His creator, Giovanni, comes calling to enslave Mewtwo, and it is up to Ash and co. to save the day. During the movie, Mewtwo is injured, and is helped by Ash to the island’s natural spring, which has amazing medicinal properties. They discuss why people help each other, Ash pointing out that humans and Pokémon are unique. Mewtwo comes to terms that he is a one-of-a-kind creature, and realises he has the right to exist in the world as any other person. He hides his clones and allies underground, deciding that it would be best to erase Ash’s memory once again.
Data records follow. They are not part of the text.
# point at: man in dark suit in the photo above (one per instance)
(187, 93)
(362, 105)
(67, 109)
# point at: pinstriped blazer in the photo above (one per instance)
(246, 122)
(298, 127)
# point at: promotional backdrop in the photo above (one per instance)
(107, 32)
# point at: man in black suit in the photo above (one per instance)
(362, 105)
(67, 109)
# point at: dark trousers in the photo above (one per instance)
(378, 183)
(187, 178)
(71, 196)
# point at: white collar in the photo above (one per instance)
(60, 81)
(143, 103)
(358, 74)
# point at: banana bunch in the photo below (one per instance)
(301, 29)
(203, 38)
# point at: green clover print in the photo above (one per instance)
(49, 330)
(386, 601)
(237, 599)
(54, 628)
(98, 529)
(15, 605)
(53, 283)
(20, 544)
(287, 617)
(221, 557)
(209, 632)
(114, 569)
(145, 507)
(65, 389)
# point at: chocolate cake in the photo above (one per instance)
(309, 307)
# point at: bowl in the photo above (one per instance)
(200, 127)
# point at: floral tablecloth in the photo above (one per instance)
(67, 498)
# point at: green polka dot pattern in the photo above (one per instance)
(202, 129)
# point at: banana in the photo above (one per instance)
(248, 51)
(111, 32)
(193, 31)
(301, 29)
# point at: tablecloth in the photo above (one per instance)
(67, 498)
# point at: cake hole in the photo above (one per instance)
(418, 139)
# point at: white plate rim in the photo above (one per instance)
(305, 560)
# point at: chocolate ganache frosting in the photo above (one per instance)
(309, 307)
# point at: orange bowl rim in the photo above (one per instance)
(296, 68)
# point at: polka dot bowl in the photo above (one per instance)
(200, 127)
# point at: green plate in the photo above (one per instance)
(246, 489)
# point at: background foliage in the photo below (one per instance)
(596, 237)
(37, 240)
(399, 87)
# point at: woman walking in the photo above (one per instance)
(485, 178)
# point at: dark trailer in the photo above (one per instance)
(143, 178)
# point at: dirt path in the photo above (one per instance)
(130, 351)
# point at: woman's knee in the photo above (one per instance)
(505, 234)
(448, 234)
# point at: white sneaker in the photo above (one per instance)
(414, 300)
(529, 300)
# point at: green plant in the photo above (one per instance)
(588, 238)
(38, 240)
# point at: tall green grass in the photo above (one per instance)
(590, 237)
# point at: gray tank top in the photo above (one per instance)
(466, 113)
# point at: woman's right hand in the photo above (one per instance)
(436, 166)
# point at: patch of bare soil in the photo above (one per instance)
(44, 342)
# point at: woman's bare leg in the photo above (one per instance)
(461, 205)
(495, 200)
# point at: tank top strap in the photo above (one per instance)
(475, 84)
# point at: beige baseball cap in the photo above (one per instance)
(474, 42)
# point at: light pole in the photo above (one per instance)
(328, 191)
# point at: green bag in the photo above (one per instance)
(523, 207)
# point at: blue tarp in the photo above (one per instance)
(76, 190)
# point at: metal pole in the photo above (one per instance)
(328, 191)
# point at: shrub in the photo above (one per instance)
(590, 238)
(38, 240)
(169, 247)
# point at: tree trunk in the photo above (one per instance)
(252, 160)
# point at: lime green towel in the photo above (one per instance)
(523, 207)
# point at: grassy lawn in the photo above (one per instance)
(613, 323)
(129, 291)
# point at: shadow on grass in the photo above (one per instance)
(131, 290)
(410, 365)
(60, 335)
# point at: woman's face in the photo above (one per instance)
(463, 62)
But, Meowth steps in and tells Mewtwo that it is wrong to take away their memories. Just as people are unique, so are their memories, and they have the right to remember them. Ash and the others agree, believing it is better for the Pokémon to know where they come from. Mewtwo finally agrees, understanding that everyone has the right to choose how they live their own lives.

In the end, he allows the clones to go their separate ways, and departs to find his own place in the world, with the epilogue hinting that he succeeds, guarding a city somewhere like he is the Batman.

Now, this is just my own collection of ideas, and by no means is Pokémon: The First Movie a masterpiece. Some things don’t make sense, it is often cheesy, and hasn’t aged well in some places. I like to find a deeper meaning in stories, and I believe that there is are more immersive themes in Mewtwo’s story. The second and third Pokémon films also told more profound plots, particularly the third, but most afterward adopted more formulaic narratives. Most are dispensable and even follow the same story beats. While most, if not all, critics disregarded this movie as a marketing ploy, there is more a story and themes that deserve recognition and discussion.